New apartment supply is out of step with what buyers can afford


Anne Flaherty
Anne Flaherty

A growing structural issue is emerging in Australia’s new housing market. The price point of newly built apartments has become increasingly misaligned with what buyers are willing and able to spend.

This gap is being driven by high construction costs for apartments which mean developers must target higher sale prices to make projects viable. The result is a pipeline of predominantly premium apartment stock.

 

Over the first quarter of 2026, 56% of new apartments listed for sale on realestate.com.au were priced at $1.5 million or above, well above the national median unit price which was $739,000 in March.

Buyer budgets, however, remain firmly below this level.

According to REA Group’s New Homes Insights Series, there is a significant mismatch between the budgets of buyers and the price points at which new apartment developments are being listed.

The New Homes Insights Series surveyed 2,016 recent and prospective buyers of new homes over February and March 2026, asking them about their budgets.

Among those who recently purchased or were looking to purchase a new apartment, just 12% were looking to spend above $1.5 million. Three-in-four were looking to spend under $1 million.

In contrast, just 26% of new apartment development listings were priced below $1 million over the same period.

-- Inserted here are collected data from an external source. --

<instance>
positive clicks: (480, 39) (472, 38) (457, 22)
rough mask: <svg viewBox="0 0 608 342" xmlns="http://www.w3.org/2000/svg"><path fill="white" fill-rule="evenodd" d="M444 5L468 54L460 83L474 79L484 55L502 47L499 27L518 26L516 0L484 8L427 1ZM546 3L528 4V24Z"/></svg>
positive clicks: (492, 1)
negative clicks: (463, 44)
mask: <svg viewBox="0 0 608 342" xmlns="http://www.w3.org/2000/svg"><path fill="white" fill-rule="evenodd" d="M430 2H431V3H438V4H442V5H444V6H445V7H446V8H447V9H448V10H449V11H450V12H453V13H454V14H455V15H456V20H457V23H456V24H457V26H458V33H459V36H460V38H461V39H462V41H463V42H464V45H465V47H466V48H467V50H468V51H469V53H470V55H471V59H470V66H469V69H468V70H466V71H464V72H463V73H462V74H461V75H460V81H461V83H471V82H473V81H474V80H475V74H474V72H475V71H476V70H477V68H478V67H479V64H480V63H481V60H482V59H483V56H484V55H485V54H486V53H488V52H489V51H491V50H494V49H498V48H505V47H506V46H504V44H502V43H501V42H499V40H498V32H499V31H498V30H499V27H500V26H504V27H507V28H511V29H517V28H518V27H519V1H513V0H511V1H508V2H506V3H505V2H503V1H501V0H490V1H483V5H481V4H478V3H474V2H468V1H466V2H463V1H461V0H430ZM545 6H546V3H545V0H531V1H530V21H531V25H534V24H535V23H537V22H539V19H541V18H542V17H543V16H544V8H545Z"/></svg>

Queensland is the state with the biggest misalignment between supply and demand. Across the state, 73% of new apartment listings were priced at above $1.5 million, while 90% were priced above $1 million.

Buyer budgets, in contrast, were typically below this level, with just 12% looking to spend above $1.5 million. Similar mismatches were seen in Queensland and Western Australia.

Surprisingly, $1.5 million-plus listings made up a smaller share of the total in New South Wales and the Australian Capital Territory, accounting for 39% of new apartment listings. But while lower, this remained the most common price category.

A key contrast emerges when comparing apartments to house and land developments.

In the detached housing segment, buyer budgets are far more closely aligned with advertised price points for new supply.

House and land packages are typically structured around affordability thresholds supported by land economics, construction staging, and targeted first-home buyer demand. They also tend to be in more affordable areas where the price of land is lower.

This alignment is far less evident in the apartment sector, where construction costs, height constraints, planning requirements, and financing structures result in higher break-even points for developers. Projects are also often located in highly sought after suburbs where land costs are higher.

Queensland has the biggest mismatch with 73% of new apartment listings priced above $1.5 million despite just 12% of buyers having that budget. Picture: realestate.com.au

The underlying issue is cost. Rising construction expenses, labour shortages, financing costs, and regulatory requirements mean that delivering new apartments at sub-$1 million price points is increasingly difficult in most locations.

As a result, feasibility calculations are forcing developers to target higher sale prices, even when underlying demand is concentrated in lower price brackets.

The implications for future housing supply are significant.

While dwelling approvals for apartments have shown signs of recovery, this persistent mismatch between what is being built and what buyers can afford is likely to act as a constraint on pre-sales and ultimately new project commencements.

At a time when Australia is already facing structural undersupply in housing, this affordability disconnect risks becoming another brake on new apartment delivery.

Without a shift in either construction costs, design expectations, or policy settings that better align feasibility with demand, the gap between what is being built and what buyers can afford is likely to remain a key challenge for the apartment sector.